Cesar Millan, a Mexican who illegally crossed into the United States 20 years ago, appears to be just another ambitious entrepreneur exploiting man's obsession with pampering their pets. He runs a business in Los Angeles, after all, called the "Dog Psychology Centre".
There are early clues, however, that his success has gone beyond the healthy receipts of your run-of-the-mill doggy spa in Manhattan's Upper East Side or canine holiday camp in Beverly Hills. He has a new best-selling book, Cesar's Way, and a "how-to" DVD that began flying off the shelves yesterday.
Then there is the roster of his famous clients from Vin Diesel to Nicolas Cage, Scarlett Johansson and Hilary Duff, all of whom have entrusted him with the training of their wayward pooches. He has been on Oprah Winfrey's television show twice, offering handy hints on getting the best out of her own little Sophie.
Meet the "Dog Whisperer", the title of a show on National Geographic Television that in recent months has transformed Millan, 36, into the biggest new phenomenon on American cable television. And his audience is still building.
Millan's message is not about pampering pets with scented shampoos and gastronomic chews. It is about reinstating the lost arts of tough love and discipline.
Catch his series on television and you will become a fly on the wall as Millan goes to the homes of owners with dogs as out of control as any you are ever likely to encounter, gnashing dobermans and rottweilers who never saw a human ankle they didn't want to shred. As the household watches in astonishment, he brings the pets to heel, if necessary with a little physical coercion along the way.
If the show is addictive, however, it may have more to do with Millan's interactions with the owners than the pets. He chides them - and by extension most of the audience - that if the dogs misbehave, the fault lies with them. Usually that means they have allowed the dog to become the boss, rather than the other way around. Or that they have confused dogs with humans.
"I teach owners how to practise exercise, discipline and then affection, which allows dogs to be in a calm, submissive state," says Millan. "Most owners in America only practise affection, affection, affection, which does not create a balanced dog! You have to continue to practise being the pack leader."
Our sins extend even to how we walk our dogs. "Every time I go to New York I see dogs in front of people. Oh, brother. The dog should be behind the person. In the natural dog world, the dog is always behind the pack leader. Pack leaders never, ever tell the dog to go in front."
Millan learned his skills growing up on his grandfather's ranch in north-western Mexico. In his teens, he left and snuck across the border ending up in San Diego where he quickly got a job in a dog-grooming shop. He later moved to Los Angeles where his reputation of working magic with even the most devilish of dogs eventually reached the ears of Hollywood celebrities. This month, he even earned a praiseful profile in The New Yorker magazine.

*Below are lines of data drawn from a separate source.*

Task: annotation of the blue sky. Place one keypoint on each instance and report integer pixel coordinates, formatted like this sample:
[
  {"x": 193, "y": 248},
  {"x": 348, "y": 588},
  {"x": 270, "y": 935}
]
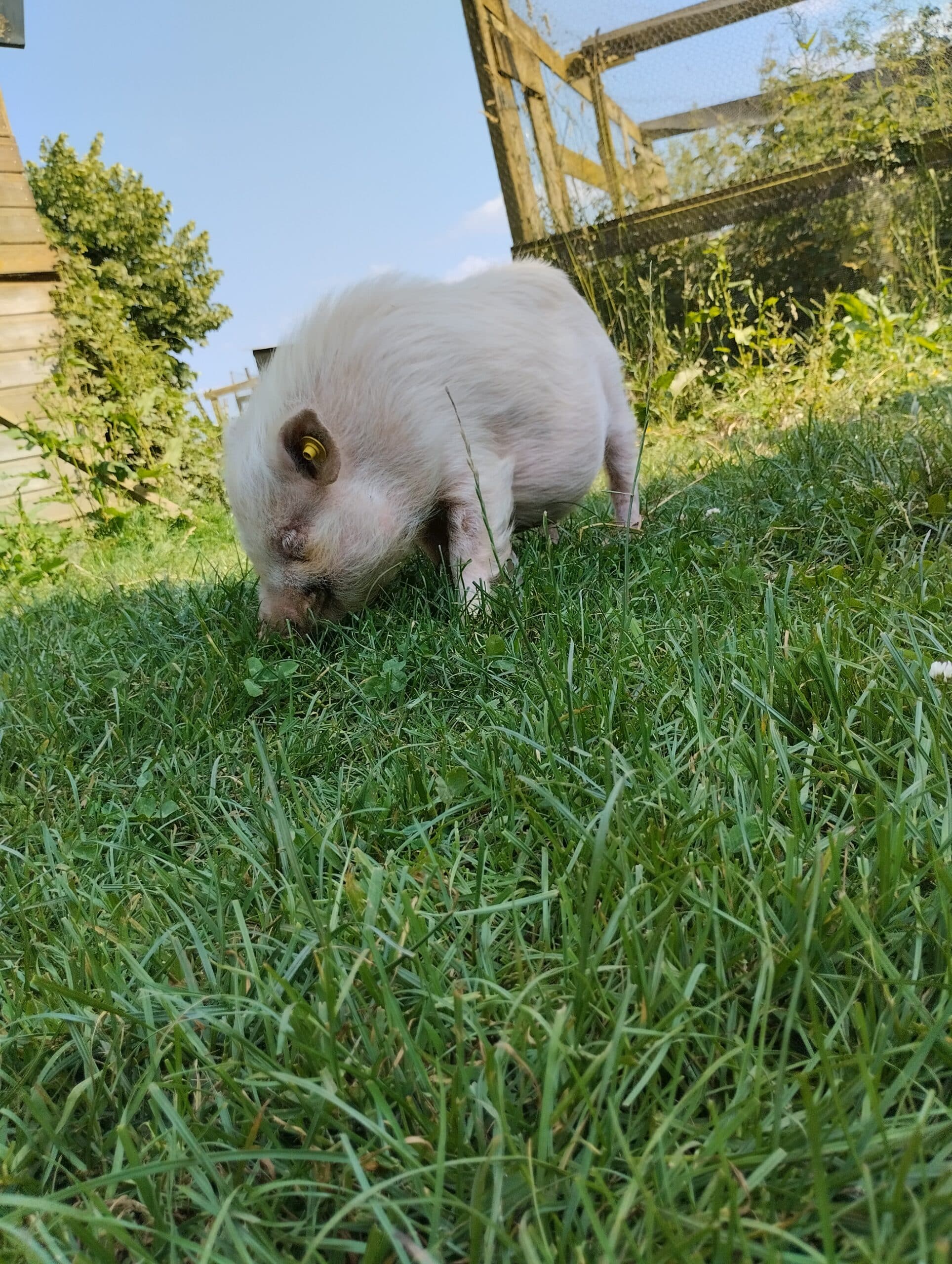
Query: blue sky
[{"x": 319, "y": 143}]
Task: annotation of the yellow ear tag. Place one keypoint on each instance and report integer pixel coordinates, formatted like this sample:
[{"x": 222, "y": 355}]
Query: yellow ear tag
[{"x": 313, "y": 449}]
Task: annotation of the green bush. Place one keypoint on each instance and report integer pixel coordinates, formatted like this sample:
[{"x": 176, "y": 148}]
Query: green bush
[{"x": 134, "y": 297}]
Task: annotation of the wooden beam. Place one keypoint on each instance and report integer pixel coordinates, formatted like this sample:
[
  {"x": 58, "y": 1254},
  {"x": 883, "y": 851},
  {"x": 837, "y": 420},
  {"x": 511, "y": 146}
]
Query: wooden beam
[
  {"x": 736, "y": 204},
  {"x": 27, "y": 332},
  {"x": 505, "y": 128},
  {"x": 14, "y": 190},
  {"x": 530, "y": 76},
  {"x": 21, "y": 225},
  {"x": 24, "y": 261},
  {"x": 24, "y": 297},
  {"x": 746, "y": 112},
  {"x": 10, "y": 158},
  {"x": 620, "y": 46},
  {"x": 606, "y": 142}
]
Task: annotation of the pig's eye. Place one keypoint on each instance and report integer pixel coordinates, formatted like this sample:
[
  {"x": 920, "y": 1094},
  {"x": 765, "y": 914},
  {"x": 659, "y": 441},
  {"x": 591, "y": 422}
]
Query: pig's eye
[{"x": 291, "y": 545}]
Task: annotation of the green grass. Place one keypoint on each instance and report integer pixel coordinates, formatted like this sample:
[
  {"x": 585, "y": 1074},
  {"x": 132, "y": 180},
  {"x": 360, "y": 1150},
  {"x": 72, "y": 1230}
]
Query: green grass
[{"x": 616, "y": 927}]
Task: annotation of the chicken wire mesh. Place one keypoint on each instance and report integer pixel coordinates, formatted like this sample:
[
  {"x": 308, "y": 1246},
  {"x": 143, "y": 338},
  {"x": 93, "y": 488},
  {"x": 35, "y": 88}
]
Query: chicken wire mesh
[{"x": 621, "y": 124}]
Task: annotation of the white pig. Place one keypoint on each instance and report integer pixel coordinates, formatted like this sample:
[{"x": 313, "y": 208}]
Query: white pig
[{"x": 352, "y": 453}]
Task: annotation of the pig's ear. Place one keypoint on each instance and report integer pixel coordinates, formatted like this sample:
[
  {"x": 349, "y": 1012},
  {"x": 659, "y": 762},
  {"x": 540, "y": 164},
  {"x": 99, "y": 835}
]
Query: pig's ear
[{"x": 310, "y": 448}]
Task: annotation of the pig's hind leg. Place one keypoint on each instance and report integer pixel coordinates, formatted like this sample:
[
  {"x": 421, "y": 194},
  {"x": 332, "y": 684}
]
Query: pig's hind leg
[
  {"x": 479, "y": 527},
  {"x": 621, "y": 463}
]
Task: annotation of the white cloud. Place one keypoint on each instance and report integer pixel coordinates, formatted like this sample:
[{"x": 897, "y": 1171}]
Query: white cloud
[
  {"x": 472, "y": 265},
  {"x": 488, "y": 219}
]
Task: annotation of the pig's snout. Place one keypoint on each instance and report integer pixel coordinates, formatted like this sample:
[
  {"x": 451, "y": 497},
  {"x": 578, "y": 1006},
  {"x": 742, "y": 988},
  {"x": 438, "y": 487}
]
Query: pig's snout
[{"x": 278, "y": 610}]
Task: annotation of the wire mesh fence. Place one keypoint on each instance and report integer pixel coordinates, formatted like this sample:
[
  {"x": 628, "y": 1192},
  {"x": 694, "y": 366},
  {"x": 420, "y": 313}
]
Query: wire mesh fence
[{"x": 818, "y": 132}]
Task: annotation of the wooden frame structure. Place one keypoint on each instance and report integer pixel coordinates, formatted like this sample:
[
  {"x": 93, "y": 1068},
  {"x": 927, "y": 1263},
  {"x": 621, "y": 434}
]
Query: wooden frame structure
[{"x": 510, "y": 59}]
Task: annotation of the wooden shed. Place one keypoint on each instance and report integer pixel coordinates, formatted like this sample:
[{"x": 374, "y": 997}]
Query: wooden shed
[{"x": 27, "y": 323}]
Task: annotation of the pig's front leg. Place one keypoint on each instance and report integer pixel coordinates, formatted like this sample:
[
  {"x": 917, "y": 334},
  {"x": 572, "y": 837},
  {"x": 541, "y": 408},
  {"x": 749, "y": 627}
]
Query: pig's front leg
[{"x": 481, "y": 534}]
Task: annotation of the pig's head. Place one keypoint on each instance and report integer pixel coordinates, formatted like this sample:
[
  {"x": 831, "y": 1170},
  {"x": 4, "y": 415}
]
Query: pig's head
[{"x": 323, "y": 531}]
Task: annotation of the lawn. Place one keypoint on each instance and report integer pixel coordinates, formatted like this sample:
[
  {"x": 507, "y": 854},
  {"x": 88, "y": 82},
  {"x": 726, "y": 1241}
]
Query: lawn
[{"x": 614, "y": 927}]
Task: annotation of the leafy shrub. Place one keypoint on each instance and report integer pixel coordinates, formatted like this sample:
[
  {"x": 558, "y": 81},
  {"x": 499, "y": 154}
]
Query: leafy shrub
[{"x": 134, "y": 296}]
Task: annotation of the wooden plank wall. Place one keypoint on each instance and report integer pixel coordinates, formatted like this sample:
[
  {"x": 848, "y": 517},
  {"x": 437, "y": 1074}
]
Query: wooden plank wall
[{"x": 27, "y": 323}]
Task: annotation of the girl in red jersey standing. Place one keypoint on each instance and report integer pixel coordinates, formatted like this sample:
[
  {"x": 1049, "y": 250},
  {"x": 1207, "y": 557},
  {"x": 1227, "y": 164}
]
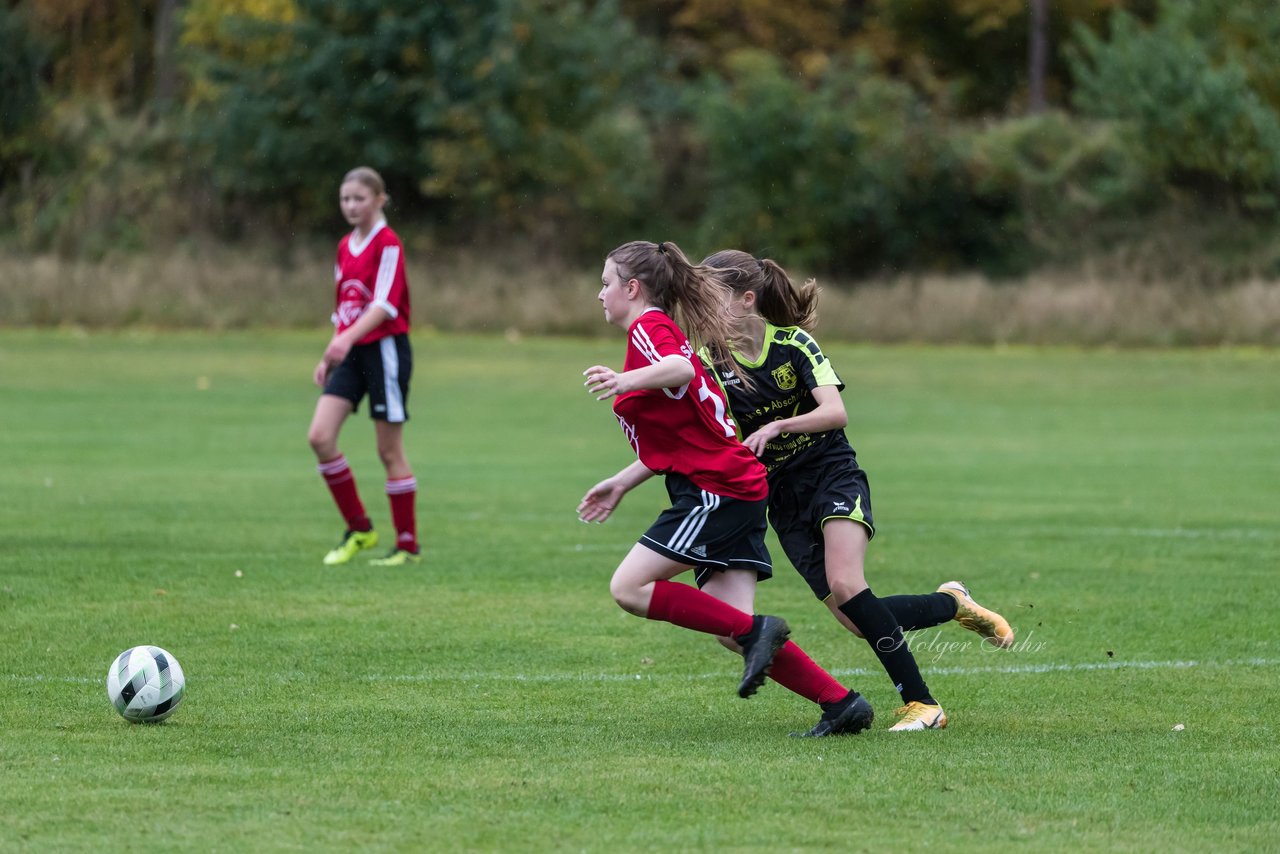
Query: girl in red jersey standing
[
  {"x": 369, "y": 354},
  {"x": 676, "y": 420}
]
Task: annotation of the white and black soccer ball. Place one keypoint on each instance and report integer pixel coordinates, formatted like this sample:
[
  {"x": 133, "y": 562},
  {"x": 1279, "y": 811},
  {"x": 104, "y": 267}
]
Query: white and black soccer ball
[{"x": 145, "y": 684}]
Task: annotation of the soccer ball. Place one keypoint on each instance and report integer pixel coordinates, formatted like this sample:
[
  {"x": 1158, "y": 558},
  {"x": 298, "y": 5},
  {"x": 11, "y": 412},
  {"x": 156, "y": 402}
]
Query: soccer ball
[{"x": 145, "y": 684}]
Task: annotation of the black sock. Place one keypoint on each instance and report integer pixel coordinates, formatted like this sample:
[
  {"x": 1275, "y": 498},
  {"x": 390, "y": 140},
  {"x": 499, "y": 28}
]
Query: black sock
[
  {"x": 885, "y": 636},
  {"x": 920, "y": 611}
]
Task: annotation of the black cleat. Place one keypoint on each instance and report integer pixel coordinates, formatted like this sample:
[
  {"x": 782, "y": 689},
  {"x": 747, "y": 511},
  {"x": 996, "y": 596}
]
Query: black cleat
[
  {"x": 842, "y": 717},
  {"x": 759, "y": 647}
]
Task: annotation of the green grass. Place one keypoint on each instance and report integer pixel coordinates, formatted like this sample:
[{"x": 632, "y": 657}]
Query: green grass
[{"x": 1120, "y": 507}]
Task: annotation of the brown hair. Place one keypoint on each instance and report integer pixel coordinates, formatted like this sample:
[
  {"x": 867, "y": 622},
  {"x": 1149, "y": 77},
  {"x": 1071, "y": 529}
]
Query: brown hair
[
  {"x": 776, "y": 298},
  {"x": 693, "y": 295},
  {"x": 368, "y": 177}
]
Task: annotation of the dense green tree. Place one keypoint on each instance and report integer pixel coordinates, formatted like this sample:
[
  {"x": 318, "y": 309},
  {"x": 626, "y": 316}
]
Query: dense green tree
[
  {"x": 508, "y": 113},
  {"x": 1191, "y": 106}
]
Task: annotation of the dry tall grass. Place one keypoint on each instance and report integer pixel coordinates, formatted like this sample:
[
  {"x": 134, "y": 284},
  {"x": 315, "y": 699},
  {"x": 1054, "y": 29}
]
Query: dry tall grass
[{"x": 219, "y": 288}]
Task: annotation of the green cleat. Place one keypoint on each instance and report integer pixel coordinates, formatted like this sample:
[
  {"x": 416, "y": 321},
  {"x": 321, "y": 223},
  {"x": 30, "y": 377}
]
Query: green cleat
[
  {"x": 351, "y": 544},
  {"x": 397, "y": 557}
]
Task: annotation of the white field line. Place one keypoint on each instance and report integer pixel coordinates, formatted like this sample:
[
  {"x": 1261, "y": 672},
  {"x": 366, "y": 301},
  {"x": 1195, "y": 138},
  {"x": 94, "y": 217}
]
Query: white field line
[{"x": 480, "y": 676}]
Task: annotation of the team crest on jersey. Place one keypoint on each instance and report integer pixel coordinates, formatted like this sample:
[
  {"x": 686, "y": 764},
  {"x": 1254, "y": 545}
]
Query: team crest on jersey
[{"x": 785, "y": 377}]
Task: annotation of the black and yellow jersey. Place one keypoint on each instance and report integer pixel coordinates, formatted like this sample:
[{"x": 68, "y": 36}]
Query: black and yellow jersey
[{"x": 789, "y": 368}]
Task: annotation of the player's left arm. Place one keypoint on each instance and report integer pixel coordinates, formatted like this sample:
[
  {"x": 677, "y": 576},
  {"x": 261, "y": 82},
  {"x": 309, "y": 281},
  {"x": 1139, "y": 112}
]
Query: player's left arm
[
  {"x": 668, "y": 371},
  {"x": 343, "y": 341},
  {"x": 604, "y": 497}
]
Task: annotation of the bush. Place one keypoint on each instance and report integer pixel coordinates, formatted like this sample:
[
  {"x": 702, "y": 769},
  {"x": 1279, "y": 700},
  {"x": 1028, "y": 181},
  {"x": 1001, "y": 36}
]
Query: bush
[{"x": 1197, "y": 122}]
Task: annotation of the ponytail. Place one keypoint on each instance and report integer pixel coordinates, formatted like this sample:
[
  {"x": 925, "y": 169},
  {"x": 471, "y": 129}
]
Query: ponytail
[
  {"x": 693, "y": 295},
  {"x": 776, "y": 297}
]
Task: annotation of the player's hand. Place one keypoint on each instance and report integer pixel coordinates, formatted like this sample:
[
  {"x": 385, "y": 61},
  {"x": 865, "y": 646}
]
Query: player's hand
[
  {"x": 336, "y": 351},
  {"x": 603, "y": 382},
  {"x": 757, "y": 441},
  {"x": 599, "y": 501}
]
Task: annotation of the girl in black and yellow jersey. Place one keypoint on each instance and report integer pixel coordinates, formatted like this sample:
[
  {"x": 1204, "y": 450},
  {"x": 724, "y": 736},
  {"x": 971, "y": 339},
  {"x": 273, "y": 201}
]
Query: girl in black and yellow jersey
[{"x": 791, "y": 416}]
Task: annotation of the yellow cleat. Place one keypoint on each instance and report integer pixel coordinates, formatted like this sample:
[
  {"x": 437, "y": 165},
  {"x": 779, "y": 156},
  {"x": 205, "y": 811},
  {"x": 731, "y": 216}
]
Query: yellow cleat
[
  {"x": 351, "y": 544},
  {"x": 970, "y": 615},
  {"x": 397, "y": 557},
  {"x": 919, "y": 716}
]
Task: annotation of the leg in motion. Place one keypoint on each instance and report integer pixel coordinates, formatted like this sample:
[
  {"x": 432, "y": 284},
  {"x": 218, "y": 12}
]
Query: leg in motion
[{"x": 330, "y": 414}]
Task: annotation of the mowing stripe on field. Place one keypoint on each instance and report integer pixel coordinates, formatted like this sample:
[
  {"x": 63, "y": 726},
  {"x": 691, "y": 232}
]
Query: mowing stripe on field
[{"x": 616, "y": 677}]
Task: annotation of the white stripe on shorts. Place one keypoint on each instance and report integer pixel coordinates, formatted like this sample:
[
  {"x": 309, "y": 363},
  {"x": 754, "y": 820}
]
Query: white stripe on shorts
[
  {"x": 391, "y": 379},
  {"x": 693, "y": 525}
]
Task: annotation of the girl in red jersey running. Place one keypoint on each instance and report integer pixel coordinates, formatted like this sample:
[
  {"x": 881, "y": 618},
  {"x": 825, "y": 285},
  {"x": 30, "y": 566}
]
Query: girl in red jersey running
[
  {"x": 673, "y": 416},
  {"x": 786, "y": 398},
  {"x": 369, "y": 354}
]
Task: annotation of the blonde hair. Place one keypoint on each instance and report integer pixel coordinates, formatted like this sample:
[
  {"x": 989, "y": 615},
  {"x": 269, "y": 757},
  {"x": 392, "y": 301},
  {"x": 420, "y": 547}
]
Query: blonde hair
[
  {"x": 693, "y": 295},
  {"x": 370, "y": 178},
  {"x": 776, "y": 297}
]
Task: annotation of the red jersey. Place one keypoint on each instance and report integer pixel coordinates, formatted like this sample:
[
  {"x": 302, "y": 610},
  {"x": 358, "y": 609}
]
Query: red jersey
[
  {"x": 371, "y": 273},
  {"x": 685, "y": 429}
]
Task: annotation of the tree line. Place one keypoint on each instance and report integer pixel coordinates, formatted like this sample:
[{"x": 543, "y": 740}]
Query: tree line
[{"x": 849, "y": 136}]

Not everyone is convinced, however. This spring, he was sued by a man who alleged his labrador was badly injured while in Millan's care, and some dog behaviourists have started to challenge the dominate-your-dog tenets of his approach.
As for the manner of his arrival in the US and the current political controversy on illegal immigration in the US, Millan offers no apologies. "We've got to migrate to eat," he says. "It's part of the natural world. For whatever reason, people are saying this is not allowed now."
Now a legal resident in the US, Millan is married and, with his wife, Ilusion, has two sons. He intends, meanwhile, to apply for American citizenship soon. All the better if his plans for his burgeoning Dog Whisperer brand progresses as he hopes, potentially with more television series and with branded products in the pet-care industry.
In partnership with the production company that makes the programme, he already has full control over his DVD sales as well as all foreign syndication rights.
The Woodhouse phenomenon
Britain is no stranger to dog psychology. In 1980, the fierce Barbara Woodhouse became a household name, at the age of 70, for the television programme Training Dogs the Woodhouse Way. Having trained more than 17,000 dogs and their owners, her philosophy was that there are no bad dogs, only owners who lacked experience.
Wearing a woolly kilt and sensible shoes, her programme became popular as she used her forceful techniques to teach dogs obedience - her trademark "Walkies" and "Sit-t" swept the nation. Her disciplinarian methods were criticised at the time, but her books are still on sale now, including No Bad Dogs: the Woodhouse Way.
Ms Woodhouse was born in 1910 and died in 1988, aged 78, of a stroke. She studied veterinary science at agricultural college and, in the 1930s, she worked as a horse whisperer on a ranch in Argentina.